5:第七王子は壁をのぼる
「盛り上がってるね、お嬢さん方」
真っ赤な長髪と瞳を持った、絶世の美男子――この国の第七王子であるグラナスが、そんな言葉と共に窓の外に姿を現した。
女性関係で数多の浮名を流している彼だが、何故かクシェルのことを気に入っており。
今までも時折、神殿に顔を出しているのだ。
その色ボケ王子の登場に、線の細い美青年――騎士はどうしたって、筋肉質になってしまうのだ――に飢えている巫女たちは沸いた。クシェルを置いてけぼりにして。
一人冷静な彼女が半眼となり、笑顔を振りまきつつ窓から部屋に入って来た、グラナスを見据える。
「何してるんですか、殿下」
ちなみにここは二階だ。本当に、何をしているのだろうか。
不愉快を隠さない彼女にも、美貌の王子は折れない。精悍に笑った。
「やあ、クシェル。処女じゃなくなったんだってな。それなら、俺の女になれよ」
ひょっとして、ストライクゾーンど真ん中を狙うのは、王族のお家芸なのだろうか。
遠慮もくそもない誘い文句に、他の巫女たちは赤くなったり青くなったりした。
言われたクシェルだけは冷ややかに、腕を組んでいる。小さな鼻を、ふんと鳴らして彼をにらむ。
「いやいや。あなたの女になりたくないのは、別に処女が理由じゃないですから」
「ほう? それじゃあ何が不満なんだ? 身分は王子で、容姿端麗な上に文武両道。おまけに投資で、資産も順調に増えている。俺のどこに不満があるというのだ」
そう言って胸を反らす姿は、自分を好ましく思わない女などいない、という自信に満ち溢れていた。なんというか、スヴァルトとは色々対照的な人物である。
「そういうところですよ」
ぴしゃり、とクシェルは断言した。
次いで腕を伸ばして、窓の外を指し示す。
「巫女の部屋に、男性が入るのは原則禁止ですよ。お帰り下さい」
「なんとかという騎士は、部屋に招き入れたのにか?」
こういう一言多いところも、グラナスをよく思えない要因の一つだった。
ためにクシェルの口調は、平素以上に素っ気なく、愛らしさのないものに変わる。
「それはもののはずみなんで。さ、帰った帰った」
あごもしゃくって、雑にグラナスの追い出しにかかる。
彼の、炎のような赤い目が細められた。
「お前に、田舎町のウェイトレスなんて似合わんよ」
「そりゃどうも。でも、それを決めるのは私なんで」
ずい、とグラナスは身を乗り出して、クシェルに迫る。彼は背が低いので、顔の距離が近い。
そして、甘い声でささやく。
「俺はお前を諦めないからな」
この決め台詞に、巫女たちから再び黄色い歓声が上がった。
前述の通り、一般国民(ただし女性に限る)だけでなく、巫女の間でもこの男は人気者だ。
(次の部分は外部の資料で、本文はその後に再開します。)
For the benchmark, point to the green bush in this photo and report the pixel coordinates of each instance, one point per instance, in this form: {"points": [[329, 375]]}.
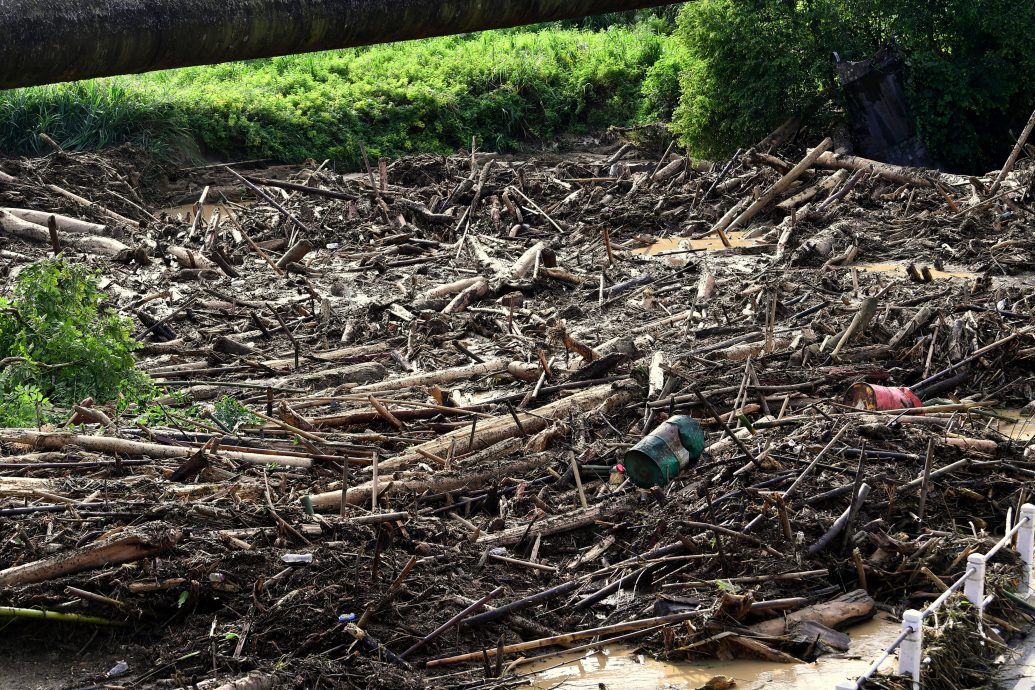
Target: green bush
{"points": [[504, 87], [751, 63], [59, 346]]}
だがそれをいいことに、つまみ食いされた巫女も幾人か知っているため、ますますもって信用ならびに油断ならないのだが。
だからクシェルは、無言で彼をにらんだ。
じっとりした視線に、ようやくグラナスも折れる。肩をすくめて、再び窓に足をかける。
「ま、今回は退くよ」
「どうも」
無愛想に返し、彼が窓から外へ降りるのを眺めた。
グラナスの姿が見えなくなったところで、友人たちがクシェルに詰め寄る。
「クシェル! 第七王子に身をゆだねるのも、ありじゃないのっ?」
爛々と輝く目に、クシェルはますますしらけた。
「やだよ。第七王子の愛人なんて。めんどくさい」
「伯爵令嬢と第七王子なら、釣り合いも取れているじゃない!」
「取れてないって。それに勘当されたしさ」
今この瞬間だけは、勘当されてよかった。そう、素直に思うクシェルだった。